Unlawful Practice of Law
One of the bar’s statutory mandates is to investigate allegations of the unlawful practice of law. The Board of Governors has evaluated the bar’s UPL enforcement activities after the U.S. Supreme Court handed down its decision in North Carolina State Board of Dental Examiners v. Federal Trade Commission, 135 SCt 1101 (2015). The litigation began when the FTC accused the North Carolina Board of Dental Examiners of engaging in anticompetitive conduct in violation of the Sherman Act by sending letters to non-dentists demanding that they cease and desist from providing teeth-whitening services because, the dentists argued, teeth whitening is the practice of dentistry.
The court agreed the conduct was anticompetitive and further determined that the dental board was not entitled to state-action immunity from federal antitrust law because its activities were not adequately supervised by the state of North Carolina.
In response to this decision, the Board of Governors has adopted amendments to applicable OSB bylaws, including: 1) changing the makeup of the unlawful practice of law committee; 2) discontinuing the use of cautionary letters and cease-and-desist agreements; 3) requiring that recommendations for litigation be grounded in clear and convincing evidence and protection of the public from harm, and; 4) redoubling consumer education efforts and cooperating closely with other agencies engaged in consumer protection activities.
A reality is that we lawyers have many competitors. A few examples are “estate planners” such as accountants and insurance agents, tax resolution companies, lien preparers and even auto body shops offering to “handle your claim with the insurance company.” Putting antitrust concerns to the side for a moment, lawyers can compete in a positive way by educating the public on how we can achieve client goals in a cost-effective and efficient way.
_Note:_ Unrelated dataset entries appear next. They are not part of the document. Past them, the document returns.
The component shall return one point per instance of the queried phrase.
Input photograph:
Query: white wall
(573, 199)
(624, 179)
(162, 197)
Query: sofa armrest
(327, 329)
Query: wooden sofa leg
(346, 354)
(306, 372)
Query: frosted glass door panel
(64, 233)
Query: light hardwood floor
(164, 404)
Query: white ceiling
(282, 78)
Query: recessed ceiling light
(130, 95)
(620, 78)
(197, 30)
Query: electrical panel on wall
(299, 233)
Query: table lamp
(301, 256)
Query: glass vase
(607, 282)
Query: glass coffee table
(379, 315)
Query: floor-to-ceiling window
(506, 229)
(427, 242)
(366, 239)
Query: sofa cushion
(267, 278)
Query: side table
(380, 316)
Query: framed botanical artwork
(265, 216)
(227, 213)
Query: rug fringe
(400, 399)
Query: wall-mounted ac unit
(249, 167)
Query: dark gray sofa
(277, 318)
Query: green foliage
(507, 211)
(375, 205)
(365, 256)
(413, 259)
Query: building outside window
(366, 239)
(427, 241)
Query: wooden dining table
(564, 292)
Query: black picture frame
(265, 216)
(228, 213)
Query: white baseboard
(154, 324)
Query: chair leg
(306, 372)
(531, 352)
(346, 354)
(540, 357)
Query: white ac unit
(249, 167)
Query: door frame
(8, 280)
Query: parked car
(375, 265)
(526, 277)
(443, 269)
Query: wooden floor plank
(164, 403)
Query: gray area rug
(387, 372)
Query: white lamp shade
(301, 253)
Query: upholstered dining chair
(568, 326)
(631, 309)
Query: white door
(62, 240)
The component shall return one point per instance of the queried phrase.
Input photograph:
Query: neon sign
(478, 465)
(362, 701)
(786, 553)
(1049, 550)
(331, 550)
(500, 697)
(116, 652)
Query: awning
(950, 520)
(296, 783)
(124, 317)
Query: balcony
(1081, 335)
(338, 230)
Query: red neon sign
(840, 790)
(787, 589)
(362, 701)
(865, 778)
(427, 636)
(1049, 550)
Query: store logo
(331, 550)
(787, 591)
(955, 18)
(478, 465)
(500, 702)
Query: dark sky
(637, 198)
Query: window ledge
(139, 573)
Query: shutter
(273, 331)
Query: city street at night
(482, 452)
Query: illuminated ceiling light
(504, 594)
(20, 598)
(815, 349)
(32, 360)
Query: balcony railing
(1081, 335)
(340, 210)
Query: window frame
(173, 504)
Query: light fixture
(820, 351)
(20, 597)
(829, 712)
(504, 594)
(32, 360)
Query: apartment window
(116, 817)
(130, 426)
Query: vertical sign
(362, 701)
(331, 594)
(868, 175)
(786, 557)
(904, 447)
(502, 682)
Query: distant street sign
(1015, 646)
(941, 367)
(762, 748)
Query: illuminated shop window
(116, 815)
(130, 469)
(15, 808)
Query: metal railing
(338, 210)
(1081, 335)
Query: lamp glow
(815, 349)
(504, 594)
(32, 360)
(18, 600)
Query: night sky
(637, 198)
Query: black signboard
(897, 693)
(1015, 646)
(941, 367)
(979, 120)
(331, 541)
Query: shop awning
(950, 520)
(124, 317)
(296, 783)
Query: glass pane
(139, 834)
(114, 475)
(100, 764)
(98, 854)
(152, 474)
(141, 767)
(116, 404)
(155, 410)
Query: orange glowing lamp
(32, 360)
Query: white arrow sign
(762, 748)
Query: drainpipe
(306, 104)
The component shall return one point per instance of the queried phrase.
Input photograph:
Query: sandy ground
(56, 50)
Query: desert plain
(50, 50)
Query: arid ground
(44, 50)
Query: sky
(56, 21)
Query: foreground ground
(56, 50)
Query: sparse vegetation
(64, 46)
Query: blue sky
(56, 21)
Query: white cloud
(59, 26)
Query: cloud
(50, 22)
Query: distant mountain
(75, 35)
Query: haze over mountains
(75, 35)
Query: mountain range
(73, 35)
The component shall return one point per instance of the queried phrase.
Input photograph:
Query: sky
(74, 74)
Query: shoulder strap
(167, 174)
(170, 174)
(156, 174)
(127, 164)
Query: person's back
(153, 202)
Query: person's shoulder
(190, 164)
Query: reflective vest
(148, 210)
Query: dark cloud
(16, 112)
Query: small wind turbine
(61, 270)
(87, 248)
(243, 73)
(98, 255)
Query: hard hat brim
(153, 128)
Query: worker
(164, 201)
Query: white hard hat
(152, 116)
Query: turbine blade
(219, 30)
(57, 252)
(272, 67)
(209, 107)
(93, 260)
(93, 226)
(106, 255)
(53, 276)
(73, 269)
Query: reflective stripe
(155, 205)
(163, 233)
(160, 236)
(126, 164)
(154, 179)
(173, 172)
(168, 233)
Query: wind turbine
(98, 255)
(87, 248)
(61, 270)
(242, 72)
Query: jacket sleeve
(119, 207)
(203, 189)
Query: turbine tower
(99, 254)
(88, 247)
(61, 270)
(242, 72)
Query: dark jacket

To further consumer education, the OSB launched a campaign in 2014 to combat notario fraud by “immigration consultants” by sponsoring the Notario Fraud Conference in September 2014. Then-Secretary of State Kate Brown was the keynote speaker at the conference, which brought together key representatives from state and not-for-profit entities with expertise in addressing notario fraud issues. In cooperation with the state of Oregon, the bar developed and printed “Stop Notario Fraud” brochures in Spanish that were distributed at the conference and subsequent outreach events. More information on the bar’s notario fraud prevention work, including an electronic copy of the brochure, is at www.osbar.org/upl/notario.html.
Once again, I’m grateful to be president of the Oregon State Bar. The work is a privilege and pleasure. I invite your comments on the foregoing points (or on anything pertaining to the OSB), sent to email@example.com.
ABOUT THE AUTHORS
OSB President Rich Spier is a mediator in Portland.